If it’s slow, make it faster;
If it’s slow, make it faster;

Manually troubleshooting uncoalesced memory access, warp divergence, and load imbalances is possible by assigning similar tasks to threads in the same warps, rewriting code to avoid branching statements, and other methods. However, the sheer volume of cores in GPUs makes this incredibly time-consuming and resource-intensive.

But what if AI could rewrite CUDA kernels more efficiently, using direct performance feedback from the GPU to recursively optimize performance? That’s exactly what Xie and her team laid the groundwork for in their winning hackathon project. 

While LLMs are known for generating natural language, they’re fundamentally sequence-to-sequence models, meaning they can learn to predict a sequence given a prompt in any language. This implies that they can learn to generate, and even optimize CUDA kernels.
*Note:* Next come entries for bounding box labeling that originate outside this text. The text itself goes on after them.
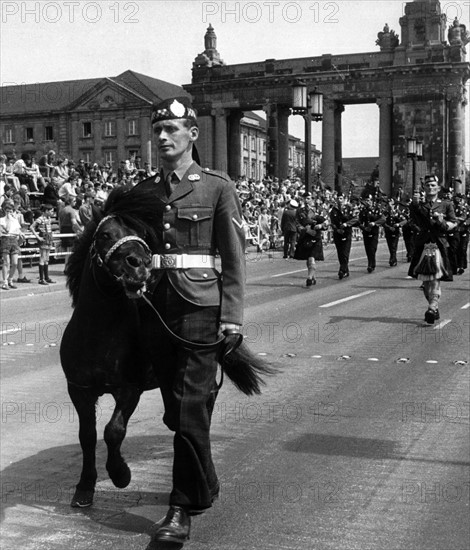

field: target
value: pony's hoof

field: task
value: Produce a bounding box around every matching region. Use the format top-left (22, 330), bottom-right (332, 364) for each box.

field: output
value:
top-left (70, 489), bottom-right (95, 508)
top-left (108, 464), bottom-right (131, 489)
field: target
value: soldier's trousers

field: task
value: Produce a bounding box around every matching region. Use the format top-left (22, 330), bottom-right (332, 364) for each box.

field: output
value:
top-left (385, 230), bottom-right (400, 264)
top-left (143, 277), bottom-right (219, 511)
top-left (333, 231), bottom-right (352, 274)
top-left (362, 231), bottom-right (379, 269)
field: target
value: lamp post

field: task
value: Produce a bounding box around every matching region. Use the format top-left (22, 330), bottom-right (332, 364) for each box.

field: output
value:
top-left (292, 80), bottom-right (323, 193)
top-left (406, 136), bottom-right (423, 195)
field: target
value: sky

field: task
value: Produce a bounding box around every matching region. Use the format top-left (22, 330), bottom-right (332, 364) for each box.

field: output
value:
top-left (0, 0), bottom-right (470, 161)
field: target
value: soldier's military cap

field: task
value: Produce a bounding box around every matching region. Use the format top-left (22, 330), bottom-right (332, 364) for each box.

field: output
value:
top-left (152, 96), bottom-right (197, 124)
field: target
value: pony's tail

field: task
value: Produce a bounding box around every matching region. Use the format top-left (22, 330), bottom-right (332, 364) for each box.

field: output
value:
top-left (220, 342), bottom-right (279, 395)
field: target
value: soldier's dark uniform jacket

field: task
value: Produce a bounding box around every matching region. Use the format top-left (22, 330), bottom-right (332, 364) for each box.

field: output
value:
top-left (137, 162), bottom-right (245, 325)
top-left (408, 199), bottom-right (457, 281)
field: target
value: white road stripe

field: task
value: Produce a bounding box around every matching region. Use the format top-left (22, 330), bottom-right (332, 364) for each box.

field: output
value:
top-left (433, 319), bottom-right (452, 330)
top-left (318, 290), bottom-right (376, 307)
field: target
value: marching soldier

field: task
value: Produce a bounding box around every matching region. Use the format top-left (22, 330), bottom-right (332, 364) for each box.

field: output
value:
top-left (384, 199), bottom-right (406, 267)
top-left (136, 97), bottom-right (245, 548)
top-left (294, 196), bottom-right (326, 287)
top-left (330, 193), bottom-right (359, 279)
top-left (359, 197), bottom-right (385, 273)
top-left (408, 175), bottom-right (457, 325)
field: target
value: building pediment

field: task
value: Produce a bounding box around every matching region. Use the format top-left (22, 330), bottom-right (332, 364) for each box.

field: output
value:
top-left (69, 78), bottom-right (151, 112)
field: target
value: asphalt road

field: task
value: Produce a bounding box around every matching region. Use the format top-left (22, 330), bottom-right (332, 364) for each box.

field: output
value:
top-left (0, 242), bottom-right (470, 550)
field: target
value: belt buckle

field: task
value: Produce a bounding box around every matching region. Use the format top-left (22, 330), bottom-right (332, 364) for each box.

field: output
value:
top-left (160, 254), bottom-right (176, 268)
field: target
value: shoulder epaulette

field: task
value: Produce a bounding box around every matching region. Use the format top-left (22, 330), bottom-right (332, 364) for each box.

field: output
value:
top-left (202, 168), bottom-right (232, 181)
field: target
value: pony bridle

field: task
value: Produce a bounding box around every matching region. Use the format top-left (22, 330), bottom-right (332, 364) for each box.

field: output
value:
top-left (91, 214), bottom-right (152, 292)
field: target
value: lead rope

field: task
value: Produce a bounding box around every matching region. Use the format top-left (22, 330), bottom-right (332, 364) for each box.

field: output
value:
top-left (142, 294), bottom-right (225, 349)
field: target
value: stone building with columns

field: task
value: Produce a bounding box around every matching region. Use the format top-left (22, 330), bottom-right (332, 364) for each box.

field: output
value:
top-left (0, 70), bottom-right (188, 168)
top-left (184, 0), bottom-right (470, 194)
top-left (241, 112), bottom-right (321, 180)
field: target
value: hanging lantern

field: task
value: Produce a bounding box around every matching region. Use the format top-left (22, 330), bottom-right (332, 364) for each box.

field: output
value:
top-left (310, 91), bottom-right (323, 120)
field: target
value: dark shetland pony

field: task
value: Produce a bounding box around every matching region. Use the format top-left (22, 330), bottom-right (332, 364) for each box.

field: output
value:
top-left (60, 188), bottom-right (275, 507)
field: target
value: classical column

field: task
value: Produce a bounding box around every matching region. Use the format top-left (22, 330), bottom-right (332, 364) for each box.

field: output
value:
top-left (213, 107), bottom-right (228, 172)
top-left (140, 113), bottom-right (151, 166)
top-left (264, 104), bottom-right (279, 178)
top-left (116, 112), bottom-right (127, 162)
top-left (445, 92), bottom-right (464, 192)
top-left (377, 97), bottom-right (393, 197)
top-left (334, 104), bottom-right (344, 191)
top-left (277, 105), bottom-right (290, 180)
top-left (93, 115), bottom-right (104, 162)
top-left (321, 99), bottom-right (336, 189)
top-left (228, 110), bottom-right (243, 179)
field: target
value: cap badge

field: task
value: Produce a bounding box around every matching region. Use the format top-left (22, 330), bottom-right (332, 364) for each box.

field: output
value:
top-left (169, 99), bottom-right (186, 118)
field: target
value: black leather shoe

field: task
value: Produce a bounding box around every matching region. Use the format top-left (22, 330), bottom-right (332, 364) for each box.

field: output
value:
top-left (152, 506), bottom-right (191, 544)
top-left (424, 309), bottom-right (438, 325)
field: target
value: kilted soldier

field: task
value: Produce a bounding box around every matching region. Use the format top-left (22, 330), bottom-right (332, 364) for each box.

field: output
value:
top-left (30, 203), bottom-right (55, 285)
top-left (454, 195), bottom-right (470, 275)
top-left (383, 199), bottom-right (406, 267)
top-left (281, 199), bottom-right (299, 259)
top-left (330, 193), bottom-right (359, 279)
top-left (294, 196), bottom-right (326, 287)
top-left (135, 97), bottom-right (245, 548)
top-left (408, 175), bottom-right (457, 325)
top-left (359, 197), bottom-right (385, 273)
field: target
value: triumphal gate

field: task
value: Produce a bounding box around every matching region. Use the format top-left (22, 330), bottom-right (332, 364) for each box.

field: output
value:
top-left (184, 0), bottom-right (470, 194)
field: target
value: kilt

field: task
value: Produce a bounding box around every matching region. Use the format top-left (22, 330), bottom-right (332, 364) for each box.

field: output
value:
top-left (0, 235), bottom-right (20, 254)
top-left (294, 233), bottom-right (325, 262)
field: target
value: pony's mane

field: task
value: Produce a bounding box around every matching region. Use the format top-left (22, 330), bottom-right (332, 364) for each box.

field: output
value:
top-left (66, 187), bottom-right (162, 306)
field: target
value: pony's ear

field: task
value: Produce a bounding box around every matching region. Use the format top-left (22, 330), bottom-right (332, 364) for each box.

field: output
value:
top-left (91, 205), bottom-right (104, 225)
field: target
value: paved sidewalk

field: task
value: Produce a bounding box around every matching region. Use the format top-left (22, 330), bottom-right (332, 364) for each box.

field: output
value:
top-left (0, 262), bottom-right (65, 300)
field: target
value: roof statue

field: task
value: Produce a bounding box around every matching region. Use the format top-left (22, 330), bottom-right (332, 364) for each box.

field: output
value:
top-left (375, 23), bottom-right (400, 51)
top-left (447, 17), bottom-right (470, 46)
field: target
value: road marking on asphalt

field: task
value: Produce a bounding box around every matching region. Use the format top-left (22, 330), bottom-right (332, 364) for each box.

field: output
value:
top-left (432, 319), bottom-right (452, 330)
top-left (318, 290), bottom-right (376, 307)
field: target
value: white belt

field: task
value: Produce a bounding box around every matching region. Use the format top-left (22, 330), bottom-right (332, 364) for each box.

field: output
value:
top-left (152, 254), bottom-right (215, 269)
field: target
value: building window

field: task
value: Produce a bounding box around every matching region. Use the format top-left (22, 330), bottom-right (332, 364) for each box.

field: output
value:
top-left (104, 120), bottom-right (116, 137)
top-left (82, 122), bottom-right (91, 137)
top-left (104, 151), bottom-right (115, 166)
top-left (127, 120), bottom-right (137, 136)
top-left (5, 128), bottom-right (14, 143)
top-left (44, 126), bottom-right (54, 141)
top-left (80, 151), bottom-right (91, 164)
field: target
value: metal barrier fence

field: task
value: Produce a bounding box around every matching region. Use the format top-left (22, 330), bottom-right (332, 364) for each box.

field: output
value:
top-left (18, 233), bottom-right (76, 264)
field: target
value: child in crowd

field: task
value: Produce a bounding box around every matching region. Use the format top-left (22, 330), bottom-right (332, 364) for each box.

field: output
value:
top-left (0, 200), bottom-right (24, 290)
top-left (30, 204), bottom-right (55, 285)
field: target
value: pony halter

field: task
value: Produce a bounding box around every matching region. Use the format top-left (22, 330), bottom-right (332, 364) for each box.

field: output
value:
top-left (92, 214), bottom-right (151, 266)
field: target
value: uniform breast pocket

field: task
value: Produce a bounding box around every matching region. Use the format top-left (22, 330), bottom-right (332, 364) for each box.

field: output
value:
top-left (176, 206), bottom-right (213, 247)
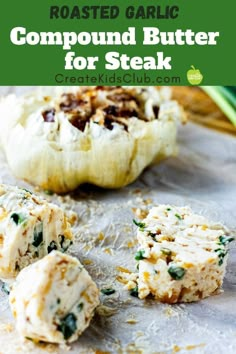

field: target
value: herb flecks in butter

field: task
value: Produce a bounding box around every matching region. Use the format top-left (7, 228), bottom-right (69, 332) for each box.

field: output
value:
top-left (217, 236), bottom-right (235, 246)
top-left (168, 264), bottom-right (186, 280)
top-left (10, 213), bottom-right (26, 225)
top-left (101, 288), bottom-right (116, 295)
top-left (130, 285), bottom-right (138, 297)
top-left (134, 250), bottom-right (146, 261)
top-left (58, 313), bottom-right (77, 340)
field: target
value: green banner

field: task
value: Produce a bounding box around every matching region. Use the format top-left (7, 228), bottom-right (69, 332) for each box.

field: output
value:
top-left (0, 0), bottom-right (236, 86)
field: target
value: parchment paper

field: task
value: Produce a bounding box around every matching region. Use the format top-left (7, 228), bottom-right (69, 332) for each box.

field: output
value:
top-left (0, 88), bottom-right (236, 354)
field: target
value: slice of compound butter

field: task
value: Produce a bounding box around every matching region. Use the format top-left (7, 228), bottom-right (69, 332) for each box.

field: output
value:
top-left (132, 205), bottom-right (233, 303)
top-left (0, 184), bottom-right (72, 281)
top-left (10, 251), bottom-right (99, 343)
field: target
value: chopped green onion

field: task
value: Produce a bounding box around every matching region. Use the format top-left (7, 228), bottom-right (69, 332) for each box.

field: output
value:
top-left (134, 250), bottom-right (146, 261)
top-left (175, 214), bottom-right (182, 220)
top-left (217, 236), bottom-right (234, 246)
top-left (58, 313), bottom-right (77, 340)
top-left (168, 264), bottom-right (186, 280)
top-left (130, 285), bottom-right (138, 297)
top-left (201, 86), bottom-right (236, 125)
top-left (133, 219), bottom-right (146, 231)
top-left (101, 288), bottom-right (116, 295)
top-left (10, 213), bottom-right (26, 225)
top-left (32, 222), bottom-right (43, 247)
top-left (48, 241), bottom-right (57, 253)
top-left (2, 283), bottom-right (10, 295)
top-left (215, 248), bottom-right (228, 266)
top-left (161, 247), bottom-right (172, 256)
top-left (77, 302), bottom-right (84, 312)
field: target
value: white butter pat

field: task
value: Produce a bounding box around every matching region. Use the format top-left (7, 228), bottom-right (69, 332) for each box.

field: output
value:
top-left (135, 205), bottom-right (233, 303)
top-left (0, 184), bottom-right (72, 282)
top-left (10, 251), bottom-right (99, 343)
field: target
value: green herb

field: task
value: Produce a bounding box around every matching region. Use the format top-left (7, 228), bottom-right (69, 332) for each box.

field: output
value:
top-left (217, 236), bottom-right (234, 246)
top-left (25, 337), bottom-right (34, 342)
top-left (101, 288), bottom-right (116, 295)
top-left (10, 213), bottom-right (26, 225)
top-left (175, 214), bottom-right (182, 220)
top-left (77, 302), bottom-right (84, 312)
top-left (133, 219), bottom-right (146, 231)
top-left (2, 283), bottom-right (10, 295)
top-left (130, 285), bottom-right (138, 297)
top-left (134, 250), bottom-right (146, 261)
top-left (15, 262), bottom-right (20, 272)
top-left (215, 248), bottom-right (228, 266)
top-left (32, 222), bottom-right (43, 247)
top-left (58, 235), bottom-right (73, 252)
top-left (58, 313), bottom-right (77, 340)
top-left (44, 189), bottom-right (54, 195)
top-left (48, 241), bottom-right (57, 253)
top-left (161, 247), bottom-right (172, 256)
top-left (21, 188), bottom-right (32, 195)
top-left (168, 264), bottom-right (186, 280)
top-left (201, 86), bottom-right (236, 126)
top-left (148, 231), bottom-right (157, 242)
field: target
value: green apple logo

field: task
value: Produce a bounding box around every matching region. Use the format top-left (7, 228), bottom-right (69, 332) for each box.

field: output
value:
top-left (187, 65), bottom-right (203, 85)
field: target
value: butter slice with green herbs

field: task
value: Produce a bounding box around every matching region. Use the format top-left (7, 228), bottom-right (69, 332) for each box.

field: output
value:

DeepSeek’s 2024 Group Relative Policy Optimization (GRPO) RL algorithm was a critical pivot away from human feedback in the loop, but it was developed specifically for language reasoning tasks, not hardware optimization. 

“Designating the GPU as the LLM’s teacher — where the LLM iteratively rewrites its code based on the GPU’s feedback — is a fundamentally different loop from asking a LLM to evaluate text,” explains Xie. “It’s inherently slower and more expensive because kernel optimization is a complex, multi-phase process. But if you can make it work efficiently, it offers huge performance gains.”

From foundations to frontiers

Xie and her team developed an end-to-end architecture and framework to close the RL training loop specifically for hardware optimization. Starting with GRPO, they leveraged a Mixture of Experts (MoE) architecture, where different parts of the model specialize in handling certain types of input, becoming “experts” in tasks that can run in parallel. The model then uses RL to improve itself for a series of five iterations with reward signals based on real-time measurements of hardware speed. 

“Building RL environments to optimize CUDA Kernels is one of the most fundamental and high-leverage applications of the recursive self improvement loop we get from AI,” says Anirudh Ravichandran, Tech Lead Manager at Mercor. “This project’s positioning in that space, its execution, and compelling design make it a winner.”

A notorious issue in this type of analysis is self-evaluation bias, where the model reinforces errors as it assesses its own output. To address that, the team applied a Turn-level Reinforce-Leave-One-Out (TRLOO) methodology. In each iteration, or turn, instead of letting the model evaluate all of its outputs together, each output is judged against the others — not itself. This reduces bias and allows the model to improve more effectively over successive iterations.

“It’s a genuinely hard problem to solve, and most of the work is invisible,” says Xie. “What we proved in the infrastructure and validation stage at the hackathon, is that the training signal is real: reward variance exists, gradients are non-degenerate, and the model’s behavior measurably changed in just five iterations. That is the foundation. Scaling to 50+ iterations and getting to a positive reward is next.”